In relation to our agreements with parties that have access to our intellectual property, any of these parties may breach their obligations to us, and we may not have adequate remedies for such breach. In relation to our security measures, such security measures may be breached and we may not have adequate remedies for such breach. In addition, our intellectual property that has not yet been applied for or registered may otherwise become known to, or be independently developed by, competitors, or may already be the subject of applications for intellectual property registrations filed by our competitors, which may have a material adverse effect on our business, financial condition and results of operations. We cannot provide any assurances that our inventions, trade secrets, technical know-how and other proprietary information will not be disclosed in violation of agreements, or that competitors will not otherwise gain access to our intellectual property or independently develop and file applications for intellectual property rights in a manner that adversely impacts our intellectual property rights. For example, we have had employees misappropriate the Company's confidential information, including intellectual property, including at least one employee who was subsequently employed by a competitor. Unauthorized parties may attempt to replicate or otherwise obtain and use our inventions, trade secrets, technical know-how and proprietary information. Policing the unauthorized use of our current or future intellectual property rights is difficult, expensive, time-consuming and unpredictable, as is enforcing these rights against unauthorized use by others. Identifying unauthorized use of intellectual property rights is difficult. For example, we may be unable to effectively monitor and evaluate the products being distributed by our competitors, including parties such as unlicensed dispensaries, and the processes used to produce such products. If the steps taken to identify and protect our trade secrets are inadequate, we may be unable to enforce our rights in them against third parties.

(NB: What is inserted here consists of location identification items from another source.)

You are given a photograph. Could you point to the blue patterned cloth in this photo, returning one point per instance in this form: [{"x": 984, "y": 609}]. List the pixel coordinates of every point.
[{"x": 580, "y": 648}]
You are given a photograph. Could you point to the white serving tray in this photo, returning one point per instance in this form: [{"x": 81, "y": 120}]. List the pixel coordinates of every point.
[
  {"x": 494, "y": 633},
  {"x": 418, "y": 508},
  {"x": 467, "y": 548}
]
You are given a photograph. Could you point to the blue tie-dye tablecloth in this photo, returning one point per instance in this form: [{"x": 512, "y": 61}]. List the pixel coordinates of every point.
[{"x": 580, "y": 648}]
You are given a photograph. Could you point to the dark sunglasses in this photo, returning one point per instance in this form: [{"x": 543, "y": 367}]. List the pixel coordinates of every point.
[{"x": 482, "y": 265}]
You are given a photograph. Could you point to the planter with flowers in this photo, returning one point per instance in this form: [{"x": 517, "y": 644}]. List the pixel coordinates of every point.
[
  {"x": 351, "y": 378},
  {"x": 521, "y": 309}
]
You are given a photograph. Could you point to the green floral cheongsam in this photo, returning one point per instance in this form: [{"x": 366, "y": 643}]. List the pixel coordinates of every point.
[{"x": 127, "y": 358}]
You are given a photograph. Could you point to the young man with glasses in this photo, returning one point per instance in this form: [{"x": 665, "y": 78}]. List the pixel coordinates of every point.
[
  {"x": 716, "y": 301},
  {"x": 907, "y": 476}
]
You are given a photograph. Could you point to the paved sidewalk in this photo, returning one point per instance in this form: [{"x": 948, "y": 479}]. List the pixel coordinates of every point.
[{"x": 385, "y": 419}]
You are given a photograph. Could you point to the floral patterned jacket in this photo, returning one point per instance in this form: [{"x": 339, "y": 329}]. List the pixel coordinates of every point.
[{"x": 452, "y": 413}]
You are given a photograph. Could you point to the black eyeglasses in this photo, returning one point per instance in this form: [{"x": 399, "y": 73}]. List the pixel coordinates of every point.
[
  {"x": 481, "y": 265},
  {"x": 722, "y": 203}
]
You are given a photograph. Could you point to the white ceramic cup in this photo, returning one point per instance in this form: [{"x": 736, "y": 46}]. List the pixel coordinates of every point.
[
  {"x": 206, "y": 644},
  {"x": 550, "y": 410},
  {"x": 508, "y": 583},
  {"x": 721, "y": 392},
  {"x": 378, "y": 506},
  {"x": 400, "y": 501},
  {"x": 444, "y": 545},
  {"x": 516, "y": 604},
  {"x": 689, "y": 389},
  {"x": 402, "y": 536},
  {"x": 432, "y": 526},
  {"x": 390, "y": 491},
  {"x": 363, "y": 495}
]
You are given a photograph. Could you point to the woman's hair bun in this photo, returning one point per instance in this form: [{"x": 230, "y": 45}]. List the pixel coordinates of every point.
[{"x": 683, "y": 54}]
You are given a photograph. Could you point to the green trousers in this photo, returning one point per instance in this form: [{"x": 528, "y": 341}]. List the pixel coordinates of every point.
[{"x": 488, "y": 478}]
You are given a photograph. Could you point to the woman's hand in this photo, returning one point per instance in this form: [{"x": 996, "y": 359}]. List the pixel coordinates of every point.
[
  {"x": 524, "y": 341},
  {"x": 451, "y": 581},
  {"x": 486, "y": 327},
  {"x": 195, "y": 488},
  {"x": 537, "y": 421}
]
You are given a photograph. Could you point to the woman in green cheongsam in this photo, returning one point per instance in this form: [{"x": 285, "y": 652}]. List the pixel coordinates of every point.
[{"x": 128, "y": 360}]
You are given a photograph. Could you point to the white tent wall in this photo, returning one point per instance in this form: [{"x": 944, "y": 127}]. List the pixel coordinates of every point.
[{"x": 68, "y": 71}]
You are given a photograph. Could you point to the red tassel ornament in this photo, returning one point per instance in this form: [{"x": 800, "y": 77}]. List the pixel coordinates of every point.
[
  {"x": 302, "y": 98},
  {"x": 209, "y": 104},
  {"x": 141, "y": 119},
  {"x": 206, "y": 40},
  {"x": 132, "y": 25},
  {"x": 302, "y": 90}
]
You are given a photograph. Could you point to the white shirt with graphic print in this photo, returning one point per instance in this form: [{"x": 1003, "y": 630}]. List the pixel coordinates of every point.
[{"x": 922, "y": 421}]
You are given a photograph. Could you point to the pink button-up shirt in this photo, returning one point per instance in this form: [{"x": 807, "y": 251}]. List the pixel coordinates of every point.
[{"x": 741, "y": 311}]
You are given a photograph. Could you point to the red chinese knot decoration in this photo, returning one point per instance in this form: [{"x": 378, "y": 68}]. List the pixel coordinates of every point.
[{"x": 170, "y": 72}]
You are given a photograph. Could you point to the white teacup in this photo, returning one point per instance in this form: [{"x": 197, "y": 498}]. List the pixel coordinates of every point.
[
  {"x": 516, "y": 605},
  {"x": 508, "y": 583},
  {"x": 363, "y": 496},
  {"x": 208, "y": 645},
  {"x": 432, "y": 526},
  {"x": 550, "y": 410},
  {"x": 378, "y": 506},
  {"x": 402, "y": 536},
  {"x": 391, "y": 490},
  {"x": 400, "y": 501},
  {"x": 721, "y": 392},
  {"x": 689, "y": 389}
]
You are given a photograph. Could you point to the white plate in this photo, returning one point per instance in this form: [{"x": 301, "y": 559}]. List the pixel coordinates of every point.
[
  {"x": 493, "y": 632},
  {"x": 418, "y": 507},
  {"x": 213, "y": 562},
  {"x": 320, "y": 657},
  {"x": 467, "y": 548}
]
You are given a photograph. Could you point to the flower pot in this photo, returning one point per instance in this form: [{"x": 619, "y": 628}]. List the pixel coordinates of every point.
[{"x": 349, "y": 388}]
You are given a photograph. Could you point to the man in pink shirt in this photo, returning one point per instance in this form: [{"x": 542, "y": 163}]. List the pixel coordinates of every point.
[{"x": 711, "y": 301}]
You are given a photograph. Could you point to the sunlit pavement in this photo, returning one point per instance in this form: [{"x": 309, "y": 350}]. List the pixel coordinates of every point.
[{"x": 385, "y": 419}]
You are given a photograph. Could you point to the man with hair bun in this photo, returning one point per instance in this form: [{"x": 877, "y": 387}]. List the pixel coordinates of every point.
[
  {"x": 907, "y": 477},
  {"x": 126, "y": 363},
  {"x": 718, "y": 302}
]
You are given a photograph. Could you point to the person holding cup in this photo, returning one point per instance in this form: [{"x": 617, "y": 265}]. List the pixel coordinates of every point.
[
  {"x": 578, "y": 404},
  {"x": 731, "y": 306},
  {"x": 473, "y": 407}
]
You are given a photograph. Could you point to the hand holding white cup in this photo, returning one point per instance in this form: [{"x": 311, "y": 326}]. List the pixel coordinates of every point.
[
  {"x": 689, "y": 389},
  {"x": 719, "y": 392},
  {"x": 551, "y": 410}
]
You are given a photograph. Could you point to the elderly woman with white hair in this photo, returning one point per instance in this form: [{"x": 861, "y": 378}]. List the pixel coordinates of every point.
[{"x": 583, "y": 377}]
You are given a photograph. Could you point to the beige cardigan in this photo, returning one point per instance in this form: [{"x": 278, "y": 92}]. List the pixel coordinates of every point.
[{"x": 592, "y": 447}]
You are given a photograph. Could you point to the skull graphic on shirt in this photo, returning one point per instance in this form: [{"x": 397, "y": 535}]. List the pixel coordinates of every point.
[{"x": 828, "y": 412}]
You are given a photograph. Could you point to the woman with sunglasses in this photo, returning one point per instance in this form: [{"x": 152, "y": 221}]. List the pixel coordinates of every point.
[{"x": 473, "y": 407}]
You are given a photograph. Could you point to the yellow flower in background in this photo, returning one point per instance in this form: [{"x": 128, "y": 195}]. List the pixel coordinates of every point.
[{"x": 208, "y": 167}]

The occurrence of one or more natural disasters, such as hurricanes, floods and earthquakes, unusually adverse weather, pandemic outbreaks, such as the COVID-19 virus, influenza and other highly communicable diseases or viruses, boycotts and geopolitical events, such as civil unrest in countries in which our or our joint ventures' operations are located and acts of terrorism, or similar disruptions could adversely affect our business, financial condition and results of operations. These events could result in physical damage to one or more of our or our joint ventures' properties, increases in fuel or other energy prices, the temporary or permanent closure of one or more of our or our joint ventures' facilities, the temporary lack of an adequate workforce in a market, the temporary or long-term disruption in the supply of products from suppliers, the temporary disruption in the transport of goods, delay in the delivery of goods to our or our joint ventures' facilities, and disruption to our information systems. Such events could also negatively impact consumer sentiment, reduce demand for consumer products like ours and cause general economic slowdown.